I remember thinking our posture was like a flag flown at half-mast to mark a tragedy.

It baffles me that our protest is still being misconstrued as disrespectful to the country, flag and military personnel. We chose it because it’s exactly the opposite. It has always been my understanding that the brave men and women who fought and died for our country did so to ensure that we could live in a fair and free society, which includes the right to speak out in protest.

The divisiveness that’s consuming the NFL did not begin with Kaepernick’s rejection of America’s greatness, but with his country’s daily rejection of African-Americans’ civic equality. We live in a country where police routinely violate the civil rights of their constituents in poor black communities; where federal courts give black male convicts sentences that are, on average, 20 percent longer than those doled out to white people convicted of the same crimes; where predominately white school districts are vastly better funded than predominately black ones; and where the median white household owns 86 times more wealth than the median black one — an economic chasm that is rapidly growing.

If we wish to get partisan politics out of sports dominated by black athletes, perhaps we should try to make support for reversing racial inequities a nonpartisan issue. We could inform our fellow citizens that those inequities were born of deliberate, unconstitutional federal policies that were still in force during the second half of the 20th century. We could note that our national prosperity owes as much — if not more — to the sacrifices of slaves as to those of soldiers. We could demand renewed efforts to integrate our public-school systems; target jobs programs and federal aid to the most dispossessed urban and rural parts of our nation; and pass legislation that discourages the use of lethal force by officers of the law. We could work to forge a civic culture that unifies our nation around the premise that, while race is a vile fiction, racism is a vile reality — one that must be confronted, if we are to honor the self-evident truth that all Americans are created equal. In short: We can work to form a more perfect union.

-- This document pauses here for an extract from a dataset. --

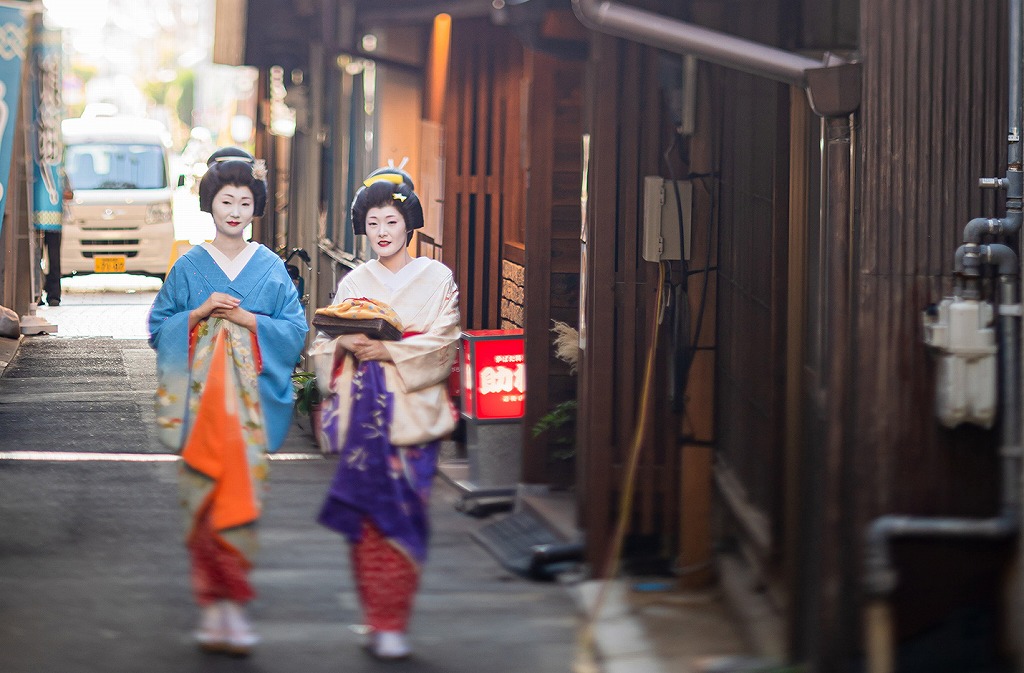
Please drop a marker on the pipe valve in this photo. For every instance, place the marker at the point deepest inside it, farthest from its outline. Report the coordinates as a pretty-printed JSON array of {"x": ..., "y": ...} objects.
[{"x": 993, "y": 182}]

Or, we could force black athletes to perform an uncomplicated pride in the United States, under threat of economic and social sanctions; pretend that those who refuse to comply do so out of indifference to the suffering of disabled veterans, rather than sensitivity to the plight of the communities they were raised in; and found our civic unity on a coerced silence about racial inequality — and a collective guilt about our mass avoidance of military service during a time of (forever) war — and drown out our racial and economic resentments in the jet roar of pregame flyovers, until the American people have lost all confidence in every public institution except for the military.

The latter may make for a “unifying” civic culture. But it wouldn’t be an apolitical one — or, for that matter, the kind you’d expect to see in a “healthy democracy.”

Correction: An earlier version of this article conflated the number of people shot by American police officers each year with the number of unarmed people shot by such officers annually, and thus, dramatically overstated the latter figure.